Wie du Sicherheit zurückeroberst
  • Blick nach vorn trainieren: Schrittweise üben, den Blick auf die Umgebung zu richten – zuerst kurz, dann länger.
  • Körperwahrnehmung aktivieren: Spüren, wie sich Gewicht verlagert, wie der Fuß den Boden berührt.
  • Gangrhythmus hören: Schritte bewusst hören – das fördert Gleichgewicht und Vertrauen.
  • Therapeutische Begleitung: Mit Physio oder Neurotrainer gezielt üben, Blick und Bewegung zu koordinieren.
  • Selbstgespräch als Anker: „Ich gehe sicher. Mein Körper weiß, was zu tun ist.“
Strategie: Den Kontrollblick nach unten abtrainieren
1. Blickfenster‑Training

Du erlaubst dir kurze Blickwechsel nach vorn:

  • 1–2 Schritte nach unten schauen
  • dann bewusst 1–2 Schritte nach vorn schauen
  • langsam steigern So lernt das Gehirn: „Ich kann gehen, ohne alles zu überwachen.“
2. Verbale Anker setzen

Kurze Sätze im Kopf helfen, die Aufmerksamkeit umzulenken:

  • „Ich gehe sicher.“
  • „Meine Füße wissen, was sie tun.“
  • „Blick nach vorn.“ Das ersetzt den Kontrollimpuls.
3. Schritte hören statt sehen

Das Gehör übernimmt einen Teil der Kontrolle:

  • Schrittgeräusch links
  • Schrittgeräusch rechts Das stärkt Rhythmus und Gleichgewicht.
4. Gewichtsverlagerung bewusst spüren

Beim Gehen kurz wahrnehmen:

  • Wie fühlt sich der Standfuß an?
  • Wie fühlt sich der Schwungfuß an? Das aktiviert Propriozeption und reduziert den Blickbedarf.
5. Sichere Umgebung wählen

In vertrauten Räumen üben:

  • Flur
  • Gartenweg
  • Therapieraum Wenn die Umgebung sicher ist, sinkt der Kontrolldruck.
6. Therapeutische Begleitung nutzen

Therapeut*innen geben Rückmeldung: „Dein Fuß setzt richtig auf.“ „Dein Knie arbeitet gut.“ Das ersetzt den visuellen Kontrollblick.

7. Mini‑Ziele setzen
  • 3 Schritte ohne Blick
  • 5 Schritte ohne Blick
  • 10 Schritte ohne Blick Das Gehirn lernt in kleinen, machbaren Dosen.

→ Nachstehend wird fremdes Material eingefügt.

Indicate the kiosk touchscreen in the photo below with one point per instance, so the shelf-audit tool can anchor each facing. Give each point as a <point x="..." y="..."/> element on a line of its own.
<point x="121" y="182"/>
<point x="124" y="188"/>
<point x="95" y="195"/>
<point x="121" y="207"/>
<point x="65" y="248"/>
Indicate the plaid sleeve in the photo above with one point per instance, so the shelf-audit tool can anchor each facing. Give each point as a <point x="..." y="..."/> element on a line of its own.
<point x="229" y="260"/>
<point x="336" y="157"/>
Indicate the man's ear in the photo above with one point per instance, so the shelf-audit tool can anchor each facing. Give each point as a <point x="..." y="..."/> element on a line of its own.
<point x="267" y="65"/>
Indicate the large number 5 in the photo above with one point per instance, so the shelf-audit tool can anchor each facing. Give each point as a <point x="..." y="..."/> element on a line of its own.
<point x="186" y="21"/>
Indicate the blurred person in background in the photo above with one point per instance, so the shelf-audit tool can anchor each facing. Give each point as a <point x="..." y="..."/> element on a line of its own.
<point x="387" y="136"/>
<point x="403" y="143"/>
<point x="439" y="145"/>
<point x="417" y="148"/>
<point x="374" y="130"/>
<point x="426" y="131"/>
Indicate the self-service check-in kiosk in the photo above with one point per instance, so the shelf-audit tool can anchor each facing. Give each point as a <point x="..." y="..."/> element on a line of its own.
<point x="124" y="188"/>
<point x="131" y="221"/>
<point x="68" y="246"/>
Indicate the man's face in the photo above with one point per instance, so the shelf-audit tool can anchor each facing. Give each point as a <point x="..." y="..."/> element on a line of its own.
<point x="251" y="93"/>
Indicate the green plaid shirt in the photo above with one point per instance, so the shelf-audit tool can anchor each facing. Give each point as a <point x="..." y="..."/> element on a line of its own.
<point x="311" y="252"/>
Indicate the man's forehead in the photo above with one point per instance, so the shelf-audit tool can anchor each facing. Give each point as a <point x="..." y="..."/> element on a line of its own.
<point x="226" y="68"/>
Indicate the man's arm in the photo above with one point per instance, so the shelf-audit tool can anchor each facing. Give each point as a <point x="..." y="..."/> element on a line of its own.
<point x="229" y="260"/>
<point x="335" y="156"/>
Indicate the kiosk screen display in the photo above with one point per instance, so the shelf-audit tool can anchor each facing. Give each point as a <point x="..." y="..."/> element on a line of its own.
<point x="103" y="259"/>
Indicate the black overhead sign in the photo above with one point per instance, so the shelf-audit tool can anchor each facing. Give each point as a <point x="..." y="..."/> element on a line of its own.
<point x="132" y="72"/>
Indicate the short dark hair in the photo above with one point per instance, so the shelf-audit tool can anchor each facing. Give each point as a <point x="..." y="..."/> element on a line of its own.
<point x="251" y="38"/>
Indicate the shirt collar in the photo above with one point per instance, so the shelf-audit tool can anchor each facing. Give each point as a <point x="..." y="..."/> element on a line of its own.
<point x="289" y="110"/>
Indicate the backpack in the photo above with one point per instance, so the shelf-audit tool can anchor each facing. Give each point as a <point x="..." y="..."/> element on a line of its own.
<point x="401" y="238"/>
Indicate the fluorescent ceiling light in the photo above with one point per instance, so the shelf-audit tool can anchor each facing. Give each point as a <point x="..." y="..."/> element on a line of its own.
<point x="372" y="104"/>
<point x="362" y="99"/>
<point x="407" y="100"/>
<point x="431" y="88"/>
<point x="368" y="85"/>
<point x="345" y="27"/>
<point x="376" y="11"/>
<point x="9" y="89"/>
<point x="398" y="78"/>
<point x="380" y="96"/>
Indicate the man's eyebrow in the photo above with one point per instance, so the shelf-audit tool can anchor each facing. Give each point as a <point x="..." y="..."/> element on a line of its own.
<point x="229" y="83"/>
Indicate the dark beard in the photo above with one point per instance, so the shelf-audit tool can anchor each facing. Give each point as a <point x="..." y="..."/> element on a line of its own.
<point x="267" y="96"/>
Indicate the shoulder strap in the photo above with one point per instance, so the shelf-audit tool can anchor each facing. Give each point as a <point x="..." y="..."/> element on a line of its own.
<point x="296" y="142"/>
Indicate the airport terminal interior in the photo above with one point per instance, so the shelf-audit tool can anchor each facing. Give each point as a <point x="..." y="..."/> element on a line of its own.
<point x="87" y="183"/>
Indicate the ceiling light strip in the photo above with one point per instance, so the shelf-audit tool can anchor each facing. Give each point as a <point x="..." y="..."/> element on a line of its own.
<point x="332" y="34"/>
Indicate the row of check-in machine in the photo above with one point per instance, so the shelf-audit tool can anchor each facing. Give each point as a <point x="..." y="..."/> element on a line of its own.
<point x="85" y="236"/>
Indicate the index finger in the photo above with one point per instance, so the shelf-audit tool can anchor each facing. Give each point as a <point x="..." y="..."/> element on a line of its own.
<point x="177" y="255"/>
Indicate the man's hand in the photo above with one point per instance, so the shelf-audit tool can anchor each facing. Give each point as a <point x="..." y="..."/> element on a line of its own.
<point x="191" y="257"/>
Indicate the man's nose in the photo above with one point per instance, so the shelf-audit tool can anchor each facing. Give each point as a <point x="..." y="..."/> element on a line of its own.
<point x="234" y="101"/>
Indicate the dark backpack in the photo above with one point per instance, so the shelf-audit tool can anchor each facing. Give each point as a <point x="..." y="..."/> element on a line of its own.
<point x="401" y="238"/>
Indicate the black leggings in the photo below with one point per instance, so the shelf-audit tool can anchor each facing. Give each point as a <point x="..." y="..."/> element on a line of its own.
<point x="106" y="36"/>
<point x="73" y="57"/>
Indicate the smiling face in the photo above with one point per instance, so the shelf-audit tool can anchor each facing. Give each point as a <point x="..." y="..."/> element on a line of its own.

Diese Übung hilft dir, den Blick nach vorn zu stabilisieren, ohne dich unsicher zu fühlen.

Schritt 1 – Einen Blickpunkt wählen

Such dir beim Gehen einen Punkt vor dir, etwa 2–3 Meter entfernt: eine Tür, ein Bild, ein Baum, ein Stuhl. Dieser Punkt ist dein „sicherer Anker“.

Schritt 2 – 3 Schritte mit Blick nach vorn

Gehe nur drei Schritte, während du den Blick auf diesen Punkt hältst. Nicht mehr. Nicht weniger. Kurz, machbar, sicher.

Schritt 3 – Kurz nach unten schauen (erlaubt!)

Erlaube dir einen kurzen Kontrollblick nach unten. Nur eine Sekunde. Dann wieder hoch zum Blickpunkt.

Schritt 4 – Wiederholen und verlängern

Mach daraus ein kleines Muster:

  • 3 Schritte Blick nach vorn
  • 1 kurzer Blick nach unten
  • wieder 3 Schritte Blick nach vorn

Wenn das gut klappt, mach daraus 4 Schritte, später 5.

Warum diese Übung wirkt
  • Sie gibt dir ein Gefühl von Kontrolle, ohne dich zu überfordern.
  • Sie reduziert Angst, weil der Kontrollblick nicht verboten, sondern dosiert wird.
  • Sie trainiert Propriozeption, weil das Gehirn lernt: „Ich kann gehen, ohne alles zu überwachen.“
  • Sie stärkt Aufrichtung und Gleichgewicht.